After Sakia died, Valencia filled page after page of a spiral notebook, penning an epic rap poem about her best friend, who bled to death in her arms. Now in this overheated auditorium on a winter's night, her poem of gay friendship and loss becomes the 2004 class anthem about the precariousness of teenage life in Newark, where four West Side students died of gunfire in a year.
Taking the microphone, Valencia lets the words fly from her mouth.

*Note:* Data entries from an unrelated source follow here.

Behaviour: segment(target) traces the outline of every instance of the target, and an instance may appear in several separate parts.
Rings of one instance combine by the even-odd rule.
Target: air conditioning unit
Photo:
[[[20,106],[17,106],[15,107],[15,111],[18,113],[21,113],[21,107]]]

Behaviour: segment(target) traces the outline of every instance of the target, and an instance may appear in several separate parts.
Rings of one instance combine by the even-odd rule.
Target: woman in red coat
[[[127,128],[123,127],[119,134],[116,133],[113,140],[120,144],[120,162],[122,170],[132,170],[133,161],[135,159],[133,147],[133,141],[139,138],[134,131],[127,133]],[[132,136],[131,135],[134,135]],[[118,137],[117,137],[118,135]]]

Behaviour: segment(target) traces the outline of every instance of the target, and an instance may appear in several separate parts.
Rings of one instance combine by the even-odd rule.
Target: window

Stuffed with the knowledge that the streets provided
Even though we said we weren't gay, we couldn't hide it
So when all the times we were hurt and denied it
We knew the truth, we had proof
You was me, I was you
Felicia's voice gets under the rhymes, harmonizing. She watches Valencia, who paces with increasing fury as she bats out the lyrics in a mist of spit. This isn't just a performance for Valencia, it's an explosion that has been building for months. Her springy bleach-tipped braids are flattened under a do-rag as she moves toward the front of the stage.
Kia, why did you have to go
I am so cold
Facing the world on my own
Valencia shudders and stops. The words are trapped in her throat. "Come on, V!" someone shouts, but Valencia drops to her knees, overcome. Felicia tries to lift her. The piano and drums play on, waiting for the singers. For the first time, Felicia falters, wiping her eyes. The students urge them on.
"Sing it, V."
"Finish it, now."
"Help her, Fee."
Valencia finds herself. She whirls upright, finishing her song, fast and hard. The microphone thuds to the ground. Valencia starts to fall sideways. Felicia reaches out to catch her.